Collecting information is a quantitative expertise. Qualitative research is aimed at things like meanings, values, motivations – things that cannot be collected by pre-determined questions.
If you are using "closed-ended" questions that ask the participants to select among a set of pre-determined response options, then that is quantitative research.
David L Morgan Thanks for your answer! Then if I set the questionnaire to partly closed questions (basic information about the respondent: age/education etc.) The other part is set up as open-ended questions. In that case, is my questionnaire collecting quantitative or qualitative data?

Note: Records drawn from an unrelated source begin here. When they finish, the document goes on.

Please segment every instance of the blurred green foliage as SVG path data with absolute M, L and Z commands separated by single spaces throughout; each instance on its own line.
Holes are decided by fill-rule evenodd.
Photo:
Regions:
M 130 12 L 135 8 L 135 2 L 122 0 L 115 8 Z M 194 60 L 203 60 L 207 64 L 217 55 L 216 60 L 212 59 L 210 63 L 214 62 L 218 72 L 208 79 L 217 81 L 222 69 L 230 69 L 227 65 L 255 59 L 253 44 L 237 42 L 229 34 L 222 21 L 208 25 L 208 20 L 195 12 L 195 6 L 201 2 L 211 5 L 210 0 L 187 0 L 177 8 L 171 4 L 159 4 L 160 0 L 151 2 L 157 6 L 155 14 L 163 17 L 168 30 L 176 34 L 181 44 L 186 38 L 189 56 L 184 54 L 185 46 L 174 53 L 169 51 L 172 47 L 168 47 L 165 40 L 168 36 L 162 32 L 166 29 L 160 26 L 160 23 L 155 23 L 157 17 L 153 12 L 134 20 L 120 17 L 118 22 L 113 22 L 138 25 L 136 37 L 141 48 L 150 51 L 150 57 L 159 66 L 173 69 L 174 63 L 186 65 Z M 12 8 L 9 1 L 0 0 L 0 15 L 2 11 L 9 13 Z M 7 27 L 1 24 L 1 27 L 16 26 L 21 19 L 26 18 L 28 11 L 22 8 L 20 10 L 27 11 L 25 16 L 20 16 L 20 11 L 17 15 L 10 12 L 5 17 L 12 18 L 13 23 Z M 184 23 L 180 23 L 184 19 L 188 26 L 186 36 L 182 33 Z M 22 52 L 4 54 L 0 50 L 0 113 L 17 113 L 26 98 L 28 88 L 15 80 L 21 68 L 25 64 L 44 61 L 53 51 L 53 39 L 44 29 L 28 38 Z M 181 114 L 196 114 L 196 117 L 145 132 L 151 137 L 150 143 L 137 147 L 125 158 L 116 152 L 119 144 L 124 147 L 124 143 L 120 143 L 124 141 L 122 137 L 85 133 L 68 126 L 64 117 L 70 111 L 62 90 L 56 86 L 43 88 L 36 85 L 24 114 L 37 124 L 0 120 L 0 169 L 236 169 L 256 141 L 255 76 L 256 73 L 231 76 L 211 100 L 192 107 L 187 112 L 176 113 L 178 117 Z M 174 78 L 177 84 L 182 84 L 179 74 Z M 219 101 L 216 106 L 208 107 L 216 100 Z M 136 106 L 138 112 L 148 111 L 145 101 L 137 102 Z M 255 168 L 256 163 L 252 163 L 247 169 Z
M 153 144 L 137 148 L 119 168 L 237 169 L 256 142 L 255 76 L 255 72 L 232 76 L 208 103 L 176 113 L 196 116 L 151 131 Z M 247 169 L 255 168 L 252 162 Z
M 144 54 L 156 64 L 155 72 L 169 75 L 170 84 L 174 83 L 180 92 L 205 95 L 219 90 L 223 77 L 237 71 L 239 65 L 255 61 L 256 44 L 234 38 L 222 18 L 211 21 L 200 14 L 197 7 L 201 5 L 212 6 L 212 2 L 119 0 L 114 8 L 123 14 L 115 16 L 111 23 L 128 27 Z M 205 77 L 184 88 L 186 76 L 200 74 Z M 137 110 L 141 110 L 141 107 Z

A questionnaire is a general term for a tool (i.e., instrument) used for data collection in qualitative and quantitative research. The kind of statements on the questionnaire indicates their type. In other words, a quantitative questionnaire includes fully closed-ended/standardized questions/statements/items, while a qualitative questionnaire contains fully open-ended questions. On the other hand, combining closed-and open-ended items on a questionnaire makes it a mixed questionnaire. For germane deliberation, you could refer to Chapter 8 of Johnson and Christensen’s (2020) textbook, referenced below.
Johnson, B., & Christensen, L. B. (2020). Educational research: Quantitative, qualitative, and mixed approaches (7th ed.). SAGE. https://us.sagepub.com/en-us/nam/educational-research/book259335
In general, a questionnaire that relied on open-ended items would be considered qualitative, but I agree that it is important to emphasize things such as interpretation and meaning as purposes in qualitative research.
A quantitative survey often uses demographic information for mainstream category representation. That said, including some fixed-option demographic items in a qualitative questionnaire to center respondents’ voices has no impact on its being qualitative—it is still a qualitative research tool. In their article, Braun et al. (2021) discussed the inclusion of closed-ended demographic items in a qualitative survey and rendered recommendations. Their insights can come in handy for your research. Below is the full citation.
Braun, V., Clarke, V., Boulton, E., Davey, L., & McEvoy, C. (2021). The online survey as a qualitative research tool. International Journal of Social Research Methodology, 24(6), 641–654. https://doi.org/10.1080/13645579.2020.1805550
Could be either. Interview could be qualitative when we describe or narrate the theme in words. It could be quantitative if we code the emerging themes and quantify them.